Abstract

The efficiency of calcium channel blockers (CCBs) in the treatment of chronic renal disease (CRD) is controversial. In this study, we investigated whether combined T- and L-type CCBs, using mibefradil (30 mg/kg/d), provided superior protection versus traditional L-type voltage-gated CCBs, using amlodipine (10 mg/kg/d), in the deoxycorticosterone acetate (DOCA)-salt model of high glomerular blood pressure (PGC) and rapidly developing kidney damage. After 4 to 5 weeks of DOCA-salt, amlodipine did not reduce proteinuria (protein, 341 ± 90 versus 482 ± 54 mg/24 h; P = not significant) or degree of glomerular damage (20% ± 4% versus 28% ± 6% damaged glomeruli; P = not significant) compared with untreated rats. Conversely, mibefradil reduced proteinuria and glomerular damage versus untreated DOCA-salt rats (protein, 244 ± 75 mg/24 h; P < 0.02; damaged glomeruli, 11% ± 3%; P < 0.05). Both CCBs had similar antihypertensive actions, returning blood pressure to the untreated sham value. Of note, PGC also was reduced by a similar extent (and to the sham value) with both mibefradil (58 ± 2 mm Hg; P < 0.001) and amlodipine (61 ± 2 mm Hg; P < 0.005) versus untreated DOCA-salt rats (70 ± 1 mm Hg). This study shows that combined T- and L-type CCBs provide superior protection against CRD in the DOCA-salt model compared with L-type CCBs alone.
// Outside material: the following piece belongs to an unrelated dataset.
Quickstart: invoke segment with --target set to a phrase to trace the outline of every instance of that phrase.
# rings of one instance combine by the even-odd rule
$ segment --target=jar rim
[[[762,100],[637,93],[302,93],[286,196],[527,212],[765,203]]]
However, this protection was not hemodynamic because similar systemic and glomerular antihypertensive responses occurred with both mibefradil and amlodipine. Although mibefradil was withdrawn from the market because of adverse drug interactions not associated with CCBs, other mixed channel blockers may provide an alternative or adjunctive therapy to angiotensin-converting enzyme inhibition in CRD. © 2001 by the National Kidney Foundation, Inc.